The retrospective document transformed fear and frustration into solutions. It became a roadmap for several software teams to implement deep and meaningful changes that would prevent anything like this from happening again.
And it let those executives in far-away teams know that the issue was being taken seriously and was being addressed in real and systemic ways. While I cannot know what was in their hearts, I suspect they were able to get more comfort from that than they would have by finding someone to blame.
Learn instead of blaming
When something big goes wrong, we get emotional. We may get angry or frustrated, or sad. Energy surges through us, looking for an outlet.
If the emotion is anger or frustration, we often point it at another person. Sometimes we may point it at ourselves; for some people, this is an even more destructive habit. Both are forms of blame.
It’s important to remember: the emotion comes first. Where we point that emotion – that’s a decision we make. We may have learned to point it at a person, but that’s usually not the right choice.
Emotions are a gift. They evolved to protect us; in the wake of a disaster (whether it’s at work or in our personal lives), they surge and give us energy to fight the disaster: to get us out of it, and to prevent it from happening again. Emotions are powerful and motivating. Instead of hurting our friends, or ourselves, we can choose to channel the emotions into fighting the problem:
How do we solve the problem we’re in?
What can we learn about ourselves and the world from the problem that just happened?
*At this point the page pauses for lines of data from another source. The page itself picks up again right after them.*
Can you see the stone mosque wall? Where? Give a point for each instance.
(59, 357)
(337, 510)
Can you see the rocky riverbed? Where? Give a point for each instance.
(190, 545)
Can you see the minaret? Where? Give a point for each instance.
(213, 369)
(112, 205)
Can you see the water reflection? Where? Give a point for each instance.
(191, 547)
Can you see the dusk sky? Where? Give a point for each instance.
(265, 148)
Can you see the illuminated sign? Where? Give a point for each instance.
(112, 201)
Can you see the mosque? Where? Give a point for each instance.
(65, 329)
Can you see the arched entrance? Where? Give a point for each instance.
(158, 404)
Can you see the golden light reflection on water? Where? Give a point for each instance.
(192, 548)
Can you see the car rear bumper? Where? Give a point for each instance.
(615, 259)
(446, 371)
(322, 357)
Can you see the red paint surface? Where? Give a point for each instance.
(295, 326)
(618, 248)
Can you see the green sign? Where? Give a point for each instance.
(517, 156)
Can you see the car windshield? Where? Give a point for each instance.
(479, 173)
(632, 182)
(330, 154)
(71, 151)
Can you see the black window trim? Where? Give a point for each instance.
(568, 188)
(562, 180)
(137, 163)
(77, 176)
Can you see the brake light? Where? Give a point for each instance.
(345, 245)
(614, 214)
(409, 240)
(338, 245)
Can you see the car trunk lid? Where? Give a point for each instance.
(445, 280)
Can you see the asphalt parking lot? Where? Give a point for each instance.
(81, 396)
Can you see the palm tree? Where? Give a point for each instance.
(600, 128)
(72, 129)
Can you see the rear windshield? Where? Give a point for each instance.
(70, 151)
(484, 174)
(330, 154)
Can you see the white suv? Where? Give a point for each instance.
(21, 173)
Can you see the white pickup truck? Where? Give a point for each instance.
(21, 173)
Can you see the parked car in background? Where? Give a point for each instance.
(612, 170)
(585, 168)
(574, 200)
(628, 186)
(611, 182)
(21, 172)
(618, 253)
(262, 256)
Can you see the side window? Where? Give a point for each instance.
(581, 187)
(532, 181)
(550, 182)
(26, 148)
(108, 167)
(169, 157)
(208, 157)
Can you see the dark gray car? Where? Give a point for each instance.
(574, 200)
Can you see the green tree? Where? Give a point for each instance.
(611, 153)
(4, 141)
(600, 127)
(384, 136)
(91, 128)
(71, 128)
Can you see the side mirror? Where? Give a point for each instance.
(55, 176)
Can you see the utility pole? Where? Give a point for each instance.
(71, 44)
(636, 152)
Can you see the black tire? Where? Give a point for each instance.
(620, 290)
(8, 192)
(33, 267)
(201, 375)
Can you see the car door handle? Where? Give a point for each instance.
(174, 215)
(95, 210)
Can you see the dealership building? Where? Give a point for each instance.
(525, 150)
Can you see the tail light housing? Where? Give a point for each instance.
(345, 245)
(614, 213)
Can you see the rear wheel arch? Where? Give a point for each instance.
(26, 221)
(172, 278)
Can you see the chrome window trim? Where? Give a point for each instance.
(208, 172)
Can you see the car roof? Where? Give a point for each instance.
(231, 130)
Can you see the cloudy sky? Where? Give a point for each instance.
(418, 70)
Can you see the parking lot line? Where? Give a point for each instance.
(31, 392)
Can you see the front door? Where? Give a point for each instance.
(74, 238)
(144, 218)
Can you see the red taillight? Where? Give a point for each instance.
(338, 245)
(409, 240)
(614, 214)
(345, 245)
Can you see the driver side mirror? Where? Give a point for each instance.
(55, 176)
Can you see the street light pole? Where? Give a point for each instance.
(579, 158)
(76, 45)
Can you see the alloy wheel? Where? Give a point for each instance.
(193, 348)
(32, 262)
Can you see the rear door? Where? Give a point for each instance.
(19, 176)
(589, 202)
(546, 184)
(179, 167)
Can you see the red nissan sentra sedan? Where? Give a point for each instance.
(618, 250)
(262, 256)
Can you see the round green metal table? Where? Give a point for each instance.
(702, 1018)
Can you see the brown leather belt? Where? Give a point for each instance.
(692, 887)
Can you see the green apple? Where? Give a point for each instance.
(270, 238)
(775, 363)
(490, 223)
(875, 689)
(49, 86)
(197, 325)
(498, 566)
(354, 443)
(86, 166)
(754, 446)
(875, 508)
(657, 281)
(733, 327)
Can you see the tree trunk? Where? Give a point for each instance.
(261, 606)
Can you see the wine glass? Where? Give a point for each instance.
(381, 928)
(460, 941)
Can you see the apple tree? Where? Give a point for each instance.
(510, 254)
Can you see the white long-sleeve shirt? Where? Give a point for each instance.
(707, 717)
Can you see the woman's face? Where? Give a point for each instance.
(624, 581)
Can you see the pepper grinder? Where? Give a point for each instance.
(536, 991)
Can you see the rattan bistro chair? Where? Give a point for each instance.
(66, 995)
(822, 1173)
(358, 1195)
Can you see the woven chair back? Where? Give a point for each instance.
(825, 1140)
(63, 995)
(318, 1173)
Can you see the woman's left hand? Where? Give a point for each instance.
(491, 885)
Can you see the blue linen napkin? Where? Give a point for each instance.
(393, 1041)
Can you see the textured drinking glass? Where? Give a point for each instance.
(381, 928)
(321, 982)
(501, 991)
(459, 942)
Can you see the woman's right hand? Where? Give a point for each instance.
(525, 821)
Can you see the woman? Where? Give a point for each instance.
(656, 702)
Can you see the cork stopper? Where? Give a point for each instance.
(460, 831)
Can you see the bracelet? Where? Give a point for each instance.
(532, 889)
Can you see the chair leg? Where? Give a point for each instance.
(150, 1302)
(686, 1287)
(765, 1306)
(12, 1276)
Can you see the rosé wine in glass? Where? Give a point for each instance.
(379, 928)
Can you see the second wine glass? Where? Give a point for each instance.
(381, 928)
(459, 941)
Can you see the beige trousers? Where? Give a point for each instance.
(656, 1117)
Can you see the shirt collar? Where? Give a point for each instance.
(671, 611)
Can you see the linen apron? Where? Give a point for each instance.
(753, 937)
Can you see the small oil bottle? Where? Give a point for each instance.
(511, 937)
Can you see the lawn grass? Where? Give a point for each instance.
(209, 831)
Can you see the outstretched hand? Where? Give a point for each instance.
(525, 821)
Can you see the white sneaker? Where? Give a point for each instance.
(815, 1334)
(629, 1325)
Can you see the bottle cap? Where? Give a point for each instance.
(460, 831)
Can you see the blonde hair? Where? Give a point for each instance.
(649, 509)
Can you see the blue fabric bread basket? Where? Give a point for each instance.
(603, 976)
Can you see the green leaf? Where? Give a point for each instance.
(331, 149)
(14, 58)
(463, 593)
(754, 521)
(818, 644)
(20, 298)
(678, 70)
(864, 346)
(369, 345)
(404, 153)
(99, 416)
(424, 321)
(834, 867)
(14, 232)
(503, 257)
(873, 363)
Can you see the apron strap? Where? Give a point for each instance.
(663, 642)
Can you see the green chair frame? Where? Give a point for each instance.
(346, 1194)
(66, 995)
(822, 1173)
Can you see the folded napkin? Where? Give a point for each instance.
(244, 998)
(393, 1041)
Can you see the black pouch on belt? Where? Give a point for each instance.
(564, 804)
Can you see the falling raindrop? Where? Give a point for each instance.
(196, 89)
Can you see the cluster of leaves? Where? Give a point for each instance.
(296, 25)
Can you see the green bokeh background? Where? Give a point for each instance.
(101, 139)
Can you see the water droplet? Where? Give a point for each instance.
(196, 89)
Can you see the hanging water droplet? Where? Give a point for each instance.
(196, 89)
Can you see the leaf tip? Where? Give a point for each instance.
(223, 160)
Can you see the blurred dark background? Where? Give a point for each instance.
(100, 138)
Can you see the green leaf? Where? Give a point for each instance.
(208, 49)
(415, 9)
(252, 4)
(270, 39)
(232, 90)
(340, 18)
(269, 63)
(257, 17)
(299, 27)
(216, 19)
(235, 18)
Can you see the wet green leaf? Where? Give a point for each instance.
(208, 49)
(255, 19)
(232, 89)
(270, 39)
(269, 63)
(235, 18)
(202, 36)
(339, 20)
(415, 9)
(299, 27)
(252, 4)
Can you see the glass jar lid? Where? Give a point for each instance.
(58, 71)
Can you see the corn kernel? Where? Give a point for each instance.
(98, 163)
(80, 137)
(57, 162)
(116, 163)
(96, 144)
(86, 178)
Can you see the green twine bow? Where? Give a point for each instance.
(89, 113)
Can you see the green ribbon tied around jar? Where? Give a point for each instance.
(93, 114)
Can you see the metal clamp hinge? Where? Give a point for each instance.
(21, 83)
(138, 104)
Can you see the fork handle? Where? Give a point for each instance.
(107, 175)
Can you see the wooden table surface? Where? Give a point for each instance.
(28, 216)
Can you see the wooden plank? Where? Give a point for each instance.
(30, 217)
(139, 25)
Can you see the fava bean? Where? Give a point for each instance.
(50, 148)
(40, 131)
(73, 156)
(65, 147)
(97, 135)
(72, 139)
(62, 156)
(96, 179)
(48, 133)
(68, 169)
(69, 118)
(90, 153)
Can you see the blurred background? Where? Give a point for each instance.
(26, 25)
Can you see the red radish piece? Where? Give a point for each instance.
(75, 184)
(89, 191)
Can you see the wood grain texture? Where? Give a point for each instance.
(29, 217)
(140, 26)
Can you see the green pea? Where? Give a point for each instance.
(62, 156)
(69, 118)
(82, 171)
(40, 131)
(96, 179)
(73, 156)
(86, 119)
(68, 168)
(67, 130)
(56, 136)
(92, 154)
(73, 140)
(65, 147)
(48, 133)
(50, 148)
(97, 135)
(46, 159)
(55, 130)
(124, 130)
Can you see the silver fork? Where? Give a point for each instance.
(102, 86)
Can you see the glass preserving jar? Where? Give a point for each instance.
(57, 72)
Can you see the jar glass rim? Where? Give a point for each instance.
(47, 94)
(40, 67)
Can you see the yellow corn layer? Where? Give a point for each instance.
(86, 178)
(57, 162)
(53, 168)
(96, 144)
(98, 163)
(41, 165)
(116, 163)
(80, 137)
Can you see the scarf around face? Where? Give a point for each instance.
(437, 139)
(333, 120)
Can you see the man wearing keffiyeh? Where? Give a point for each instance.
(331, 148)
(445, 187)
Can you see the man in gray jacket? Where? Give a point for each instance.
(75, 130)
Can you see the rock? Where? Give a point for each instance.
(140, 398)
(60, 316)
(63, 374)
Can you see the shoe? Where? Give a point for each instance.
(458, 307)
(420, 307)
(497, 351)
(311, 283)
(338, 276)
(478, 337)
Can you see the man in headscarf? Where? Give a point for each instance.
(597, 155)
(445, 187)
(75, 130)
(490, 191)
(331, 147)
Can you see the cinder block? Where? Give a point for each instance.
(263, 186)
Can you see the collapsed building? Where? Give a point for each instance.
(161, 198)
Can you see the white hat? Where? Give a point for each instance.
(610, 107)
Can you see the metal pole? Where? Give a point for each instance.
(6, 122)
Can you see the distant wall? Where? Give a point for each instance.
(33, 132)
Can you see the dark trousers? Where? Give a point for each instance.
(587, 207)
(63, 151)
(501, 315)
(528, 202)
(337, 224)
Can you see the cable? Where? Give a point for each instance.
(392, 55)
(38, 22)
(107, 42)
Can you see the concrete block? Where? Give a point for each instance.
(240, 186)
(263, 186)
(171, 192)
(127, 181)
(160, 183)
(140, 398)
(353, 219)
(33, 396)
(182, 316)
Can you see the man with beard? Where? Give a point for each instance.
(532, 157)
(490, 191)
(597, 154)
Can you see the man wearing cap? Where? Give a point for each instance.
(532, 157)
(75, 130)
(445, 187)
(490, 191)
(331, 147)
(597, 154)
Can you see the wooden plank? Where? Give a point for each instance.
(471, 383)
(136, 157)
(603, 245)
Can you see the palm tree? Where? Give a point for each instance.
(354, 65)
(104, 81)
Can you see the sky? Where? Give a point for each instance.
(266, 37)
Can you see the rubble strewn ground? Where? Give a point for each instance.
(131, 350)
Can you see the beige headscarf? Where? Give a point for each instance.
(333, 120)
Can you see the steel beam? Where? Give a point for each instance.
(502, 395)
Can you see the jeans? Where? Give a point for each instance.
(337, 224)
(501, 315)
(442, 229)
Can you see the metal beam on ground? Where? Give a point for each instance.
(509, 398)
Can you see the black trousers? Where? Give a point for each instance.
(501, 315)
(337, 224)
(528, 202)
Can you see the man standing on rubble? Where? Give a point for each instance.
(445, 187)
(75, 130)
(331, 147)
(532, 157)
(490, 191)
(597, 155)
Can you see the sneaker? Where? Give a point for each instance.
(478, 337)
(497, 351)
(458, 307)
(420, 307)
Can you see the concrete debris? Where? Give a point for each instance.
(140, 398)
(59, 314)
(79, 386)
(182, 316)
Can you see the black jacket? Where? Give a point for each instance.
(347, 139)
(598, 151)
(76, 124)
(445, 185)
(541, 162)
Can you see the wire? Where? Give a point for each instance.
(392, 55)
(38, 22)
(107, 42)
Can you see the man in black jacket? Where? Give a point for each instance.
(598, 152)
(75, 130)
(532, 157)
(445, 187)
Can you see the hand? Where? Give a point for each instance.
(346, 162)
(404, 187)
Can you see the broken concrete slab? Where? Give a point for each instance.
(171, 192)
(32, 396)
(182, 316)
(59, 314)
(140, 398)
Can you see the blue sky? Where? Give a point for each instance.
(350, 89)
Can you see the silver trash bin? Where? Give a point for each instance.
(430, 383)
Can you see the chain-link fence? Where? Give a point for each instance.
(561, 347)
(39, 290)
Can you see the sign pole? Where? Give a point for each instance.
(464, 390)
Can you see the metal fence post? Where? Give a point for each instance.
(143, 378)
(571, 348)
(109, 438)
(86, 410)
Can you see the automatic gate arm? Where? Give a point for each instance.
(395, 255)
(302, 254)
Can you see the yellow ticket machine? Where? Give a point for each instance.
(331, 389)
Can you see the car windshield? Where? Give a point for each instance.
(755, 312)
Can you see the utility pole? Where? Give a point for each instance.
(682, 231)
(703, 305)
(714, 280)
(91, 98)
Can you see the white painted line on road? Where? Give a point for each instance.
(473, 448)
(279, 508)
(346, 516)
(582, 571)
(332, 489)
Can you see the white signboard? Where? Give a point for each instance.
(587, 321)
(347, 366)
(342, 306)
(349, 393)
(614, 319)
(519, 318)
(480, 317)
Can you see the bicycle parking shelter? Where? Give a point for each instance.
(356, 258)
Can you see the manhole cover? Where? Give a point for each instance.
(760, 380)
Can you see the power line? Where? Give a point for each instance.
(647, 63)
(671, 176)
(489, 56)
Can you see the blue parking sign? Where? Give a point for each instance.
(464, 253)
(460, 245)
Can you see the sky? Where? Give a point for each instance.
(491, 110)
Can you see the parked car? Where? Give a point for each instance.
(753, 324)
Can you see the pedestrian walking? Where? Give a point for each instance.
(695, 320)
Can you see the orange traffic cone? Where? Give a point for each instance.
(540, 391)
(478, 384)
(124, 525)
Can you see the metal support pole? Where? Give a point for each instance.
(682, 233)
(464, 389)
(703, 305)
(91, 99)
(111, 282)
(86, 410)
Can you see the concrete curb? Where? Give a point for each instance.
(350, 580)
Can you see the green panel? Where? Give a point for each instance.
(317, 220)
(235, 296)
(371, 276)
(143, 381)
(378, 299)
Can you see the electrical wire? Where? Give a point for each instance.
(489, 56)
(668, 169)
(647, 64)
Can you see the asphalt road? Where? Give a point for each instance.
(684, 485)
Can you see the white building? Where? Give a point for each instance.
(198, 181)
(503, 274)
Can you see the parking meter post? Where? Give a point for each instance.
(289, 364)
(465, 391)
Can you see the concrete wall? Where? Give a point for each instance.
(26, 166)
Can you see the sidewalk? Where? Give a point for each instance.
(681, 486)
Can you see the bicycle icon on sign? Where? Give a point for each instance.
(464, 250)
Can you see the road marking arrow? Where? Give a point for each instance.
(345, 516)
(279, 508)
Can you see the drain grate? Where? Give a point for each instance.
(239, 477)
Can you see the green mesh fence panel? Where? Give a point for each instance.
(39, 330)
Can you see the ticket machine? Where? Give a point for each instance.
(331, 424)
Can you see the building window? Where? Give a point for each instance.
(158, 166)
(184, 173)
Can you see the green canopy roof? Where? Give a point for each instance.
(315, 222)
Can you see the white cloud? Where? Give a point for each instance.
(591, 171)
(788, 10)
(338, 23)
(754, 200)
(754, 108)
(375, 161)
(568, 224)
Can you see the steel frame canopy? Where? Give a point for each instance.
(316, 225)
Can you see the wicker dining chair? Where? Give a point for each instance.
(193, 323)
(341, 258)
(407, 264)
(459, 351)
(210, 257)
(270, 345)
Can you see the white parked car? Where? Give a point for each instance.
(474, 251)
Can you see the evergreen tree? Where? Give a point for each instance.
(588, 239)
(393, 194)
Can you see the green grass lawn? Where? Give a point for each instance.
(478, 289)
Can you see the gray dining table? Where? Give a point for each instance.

What can we do to prevent this, or something like this, from happening again?
What can we do so that it’s easier to recover from problems next time?
None of this is to say that people are never to blame. Sometimes people do cruel things. Sometimes it’s not our job to fix them. It’s important to distinguish these from cases where a well-meaning person makes a mistake.
But when something bad happens despite the efforts of well-meaning people, you can be allies together in overcoming the problem and learning from it.
This change in mindset has two benefits: we’re more connected and happier, and we’re more prepared for the next challenge.